Denúncia partiu do Iaci
A denúncia partiu de representação da ONG Instituto Amazônico de Cidadania (Iaci) e mostrou que a contratação do Hospital Santa Júlia, iniciada em 2011, ocorreu por inexigibilidade de licitação, sob a justificativa de ser o único estabelecimento de saúde do estado capaz de realizar cirurgias cardíacas em crianças. A prestação do serviço se estendeu, por meio de aditivos e novas contratações por inexigibilidade, até 2013. Os recursos destinados à contratação desse serviço foram repassados à Susam pelo governo federal.

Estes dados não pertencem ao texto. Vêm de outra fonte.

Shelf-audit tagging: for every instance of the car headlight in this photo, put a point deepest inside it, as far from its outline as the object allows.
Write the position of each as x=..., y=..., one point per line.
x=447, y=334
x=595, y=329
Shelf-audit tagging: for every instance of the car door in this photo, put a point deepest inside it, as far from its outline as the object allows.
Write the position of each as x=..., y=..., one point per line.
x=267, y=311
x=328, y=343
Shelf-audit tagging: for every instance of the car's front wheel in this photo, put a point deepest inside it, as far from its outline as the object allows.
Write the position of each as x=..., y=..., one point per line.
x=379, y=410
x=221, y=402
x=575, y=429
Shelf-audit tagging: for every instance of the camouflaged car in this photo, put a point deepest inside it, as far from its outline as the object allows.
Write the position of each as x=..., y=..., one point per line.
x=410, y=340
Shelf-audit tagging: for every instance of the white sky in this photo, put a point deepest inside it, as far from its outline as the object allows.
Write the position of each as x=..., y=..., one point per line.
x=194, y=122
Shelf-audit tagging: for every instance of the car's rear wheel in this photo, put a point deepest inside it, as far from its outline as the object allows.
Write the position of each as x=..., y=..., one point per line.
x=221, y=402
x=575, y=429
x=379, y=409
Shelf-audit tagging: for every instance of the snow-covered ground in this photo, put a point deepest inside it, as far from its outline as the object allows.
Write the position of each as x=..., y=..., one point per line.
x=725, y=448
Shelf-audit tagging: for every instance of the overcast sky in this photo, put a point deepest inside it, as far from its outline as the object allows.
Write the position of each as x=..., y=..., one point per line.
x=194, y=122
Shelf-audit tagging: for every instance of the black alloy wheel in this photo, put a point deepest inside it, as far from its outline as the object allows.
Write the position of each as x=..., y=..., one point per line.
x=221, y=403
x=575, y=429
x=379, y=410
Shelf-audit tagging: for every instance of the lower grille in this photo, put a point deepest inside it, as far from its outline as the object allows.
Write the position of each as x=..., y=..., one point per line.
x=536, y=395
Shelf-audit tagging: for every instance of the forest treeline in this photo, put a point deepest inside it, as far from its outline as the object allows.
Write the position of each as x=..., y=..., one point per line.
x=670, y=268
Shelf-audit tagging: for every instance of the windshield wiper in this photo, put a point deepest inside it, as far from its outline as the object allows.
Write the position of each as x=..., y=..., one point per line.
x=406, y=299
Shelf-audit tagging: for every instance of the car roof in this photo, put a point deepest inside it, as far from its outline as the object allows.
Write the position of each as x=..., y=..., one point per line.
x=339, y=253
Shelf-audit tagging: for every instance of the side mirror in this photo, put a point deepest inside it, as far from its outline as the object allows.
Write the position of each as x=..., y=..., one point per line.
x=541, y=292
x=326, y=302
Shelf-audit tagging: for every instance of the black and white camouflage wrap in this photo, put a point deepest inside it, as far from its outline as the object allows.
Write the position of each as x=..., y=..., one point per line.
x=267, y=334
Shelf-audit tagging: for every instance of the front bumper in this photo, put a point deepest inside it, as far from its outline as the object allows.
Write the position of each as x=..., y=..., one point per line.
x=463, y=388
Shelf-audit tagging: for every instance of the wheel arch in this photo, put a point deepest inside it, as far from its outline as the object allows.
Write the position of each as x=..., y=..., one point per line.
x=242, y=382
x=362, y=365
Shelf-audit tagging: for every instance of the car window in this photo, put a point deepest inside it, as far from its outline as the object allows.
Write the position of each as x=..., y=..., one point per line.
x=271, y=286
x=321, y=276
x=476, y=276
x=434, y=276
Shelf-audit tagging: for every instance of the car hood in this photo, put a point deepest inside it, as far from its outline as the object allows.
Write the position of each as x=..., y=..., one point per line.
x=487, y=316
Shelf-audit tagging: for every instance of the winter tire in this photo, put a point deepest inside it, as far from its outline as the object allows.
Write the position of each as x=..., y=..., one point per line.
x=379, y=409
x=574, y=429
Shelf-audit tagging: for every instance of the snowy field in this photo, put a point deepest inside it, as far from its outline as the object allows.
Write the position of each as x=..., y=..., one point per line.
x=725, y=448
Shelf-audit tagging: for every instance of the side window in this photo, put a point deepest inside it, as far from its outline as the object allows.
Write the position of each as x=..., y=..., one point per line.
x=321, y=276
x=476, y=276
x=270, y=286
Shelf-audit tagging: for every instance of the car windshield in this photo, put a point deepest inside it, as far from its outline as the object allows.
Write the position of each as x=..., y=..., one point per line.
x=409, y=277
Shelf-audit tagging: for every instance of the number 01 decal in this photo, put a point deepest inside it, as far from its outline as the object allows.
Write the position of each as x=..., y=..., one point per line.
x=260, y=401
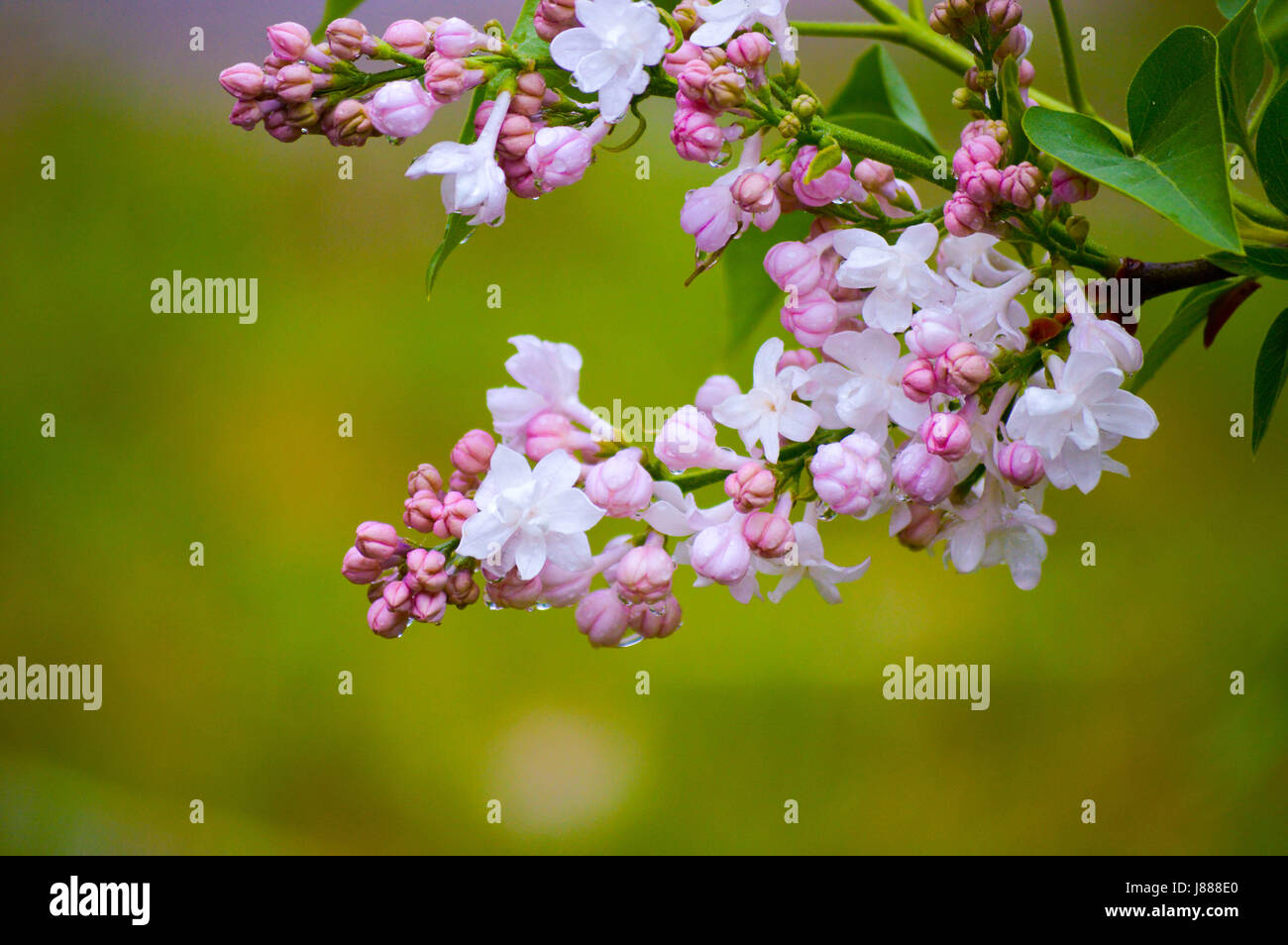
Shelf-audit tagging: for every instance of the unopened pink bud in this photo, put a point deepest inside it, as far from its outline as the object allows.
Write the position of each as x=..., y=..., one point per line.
x=1020, y=464
x=359, y=568
x=918, y=381
x=656, y=621
x=421, y=510
x=603, y=618
x=346, y=37
x=288, y=40
x=751, y=486
x=377, y=541
x=922, y=475
x=644, y=575
x=385, y=621
x=473, y=452
x=964, y=368
x=408, y=37
x=619, y=485
x=425, y=571
x=947, y=435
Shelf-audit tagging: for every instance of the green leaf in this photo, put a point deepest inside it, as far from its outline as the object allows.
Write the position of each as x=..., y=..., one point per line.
x=1256, y=261
x=876, y=88
x=334, y=11
x=748, y=290
x=1175, y=119
x=1241, y=67
x=459, y=228
x=1273, y=150
x=1269, y=381
x=890, y=130
x=1189, y=316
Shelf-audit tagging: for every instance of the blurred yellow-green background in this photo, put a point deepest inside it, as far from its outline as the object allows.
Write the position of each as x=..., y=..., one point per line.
x=220, y=682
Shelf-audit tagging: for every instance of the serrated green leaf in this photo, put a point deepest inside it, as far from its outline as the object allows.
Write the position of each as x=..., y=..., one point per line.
x=1269, y=381
x=876, y=88
x=1177, y=166
x=1189, y=316
x=748, y=290
x=1273, y=150
x=1256, y=261
x=334, y=11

Em 2016, o MPF denunciou à Justiça o ex-secretário de Saúde do Amazonas, Wilson Duarte Alecrim, o ex-sócio-gerente do Hospital Santa Júlia, Edson Sarkis Gonçalves, e ex-dirigentes sindicais de estabelecimentos de saúde no Estado, pela dispensa ilegal de licitação. No mesmo ano, o Tribunal Regional Federal da 1ª Região (TRF1) indeferiu pedido liminar no recurso apresentado pelos sócios do Hospital Santa Júlia e manteve a decisão judicial que bloqueou os bens deles, no valor que totalizava R$ 12 milhões.